One day, I got a call from one of my original customers who told me that everything was working great. So great, in fact, that he saw no reason to continue paying me maintenance. The underlying forms weren’t changing and the government and insurance companies hadn’t kicked one back in months. This call was soon followed by one from another customer who thought that I was way over my head and would never get his system working (he was probably right). He not only told me he would stop paying, but he demanded his money back (that never happened). As I scrambled to bring on new customers, I had a few hardware failures. I lost a bunch of code I had written and I wasn’t able to support my customers – the hardware needed to be repaired fast.
As I wrote the DEC (Digital Equipment Corporation, the makers of the PDP-11) service guy a check, I realized that my balance was precariously low. What I didn’t realize (who knew what a spreadsheet was?) was that my costs were now way above my revenue. Even though my DSO was almost 0–days – it was essentially a cash business – I all of the sudden had flipped from a cash generating business to a cash consuming one. The concept of high fixed costs (relatively speaking) was foreign to me. My head was down and I was driving forward. That’s all that’s important, right?

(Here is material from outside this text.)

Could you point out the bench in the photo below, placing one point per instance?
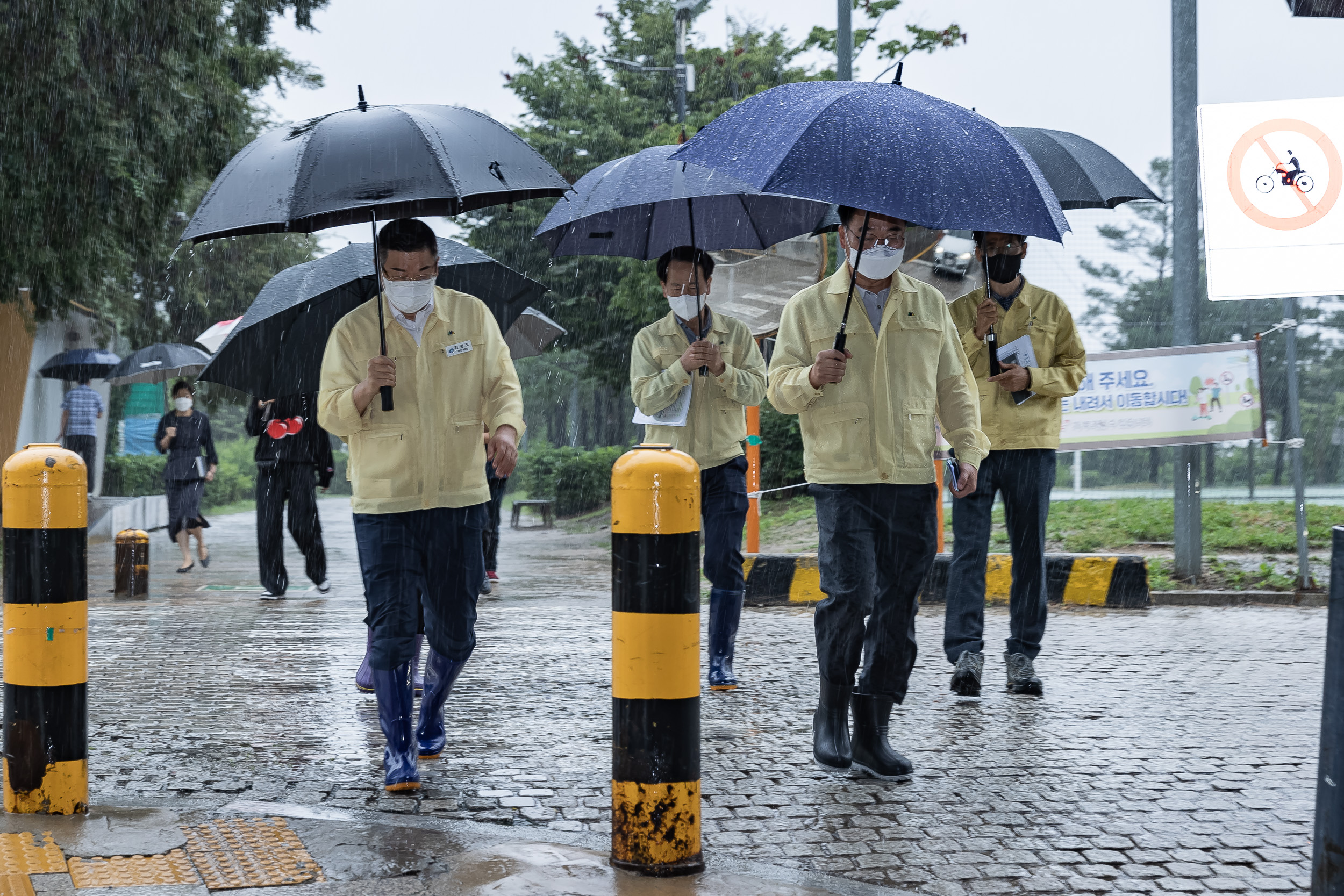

Even more shocking was the speed at which my business flipped from success to failure. One day I watched my bank account grow at rates that blew me away and the next, I sat looking at all my cool computer equipment deciding whether it was more important to me and my business than paying rent that month was. I didn’t have time to get new customers while supporting my existing ones and my company virtually augered itself into the planet in an instant. I shut down the company just a month or so later and ran to work at a big company to lick my wounds.
After that miserable experience, I changed the way I did things when it came to cash flow. I not only started to model my businesses moving forward in as detailed a process as possible (automated spreadsheets really helped, of course), but I learned to do sensitivity analyses, varying several key assumptions in an attempt to better predict a range of potential outcomes. It’s comforting to know the likely scenario but, to me, that information has little value without knowledge of the potential negative and positive outcomes.
Over the years, I have become much better at determining the most important assumptions to vary in my models and understanding these is a high priority for me when I make a new investment or join a new board. Ultimately, you can’t accurately plan your business without understanding what these critical factors are. Obviously, the factors are different for various businesses, selling models and markets. To get a handle on them, though, think carefully about the fixed and variable costs in your business. Consider how to keep fixed costs as low as possible; what is your real cost of sales; what are your key out-of-pocket expenses in the business; how to continuously monitor your development costs; and how your spending can be rapidly changed if revenue falls off fast or doesn’t materialize as soon as expected.
In my experience, over time you develop a better feel for the business and you’ll be able to minimize the list of key variables in your model to the few critical ones. While there is no panacea for cash flow issues, careful planning and modelling of potential upside and downside business scenarios goes a long way to making sure that you don’t have to learn this lesson the hard way.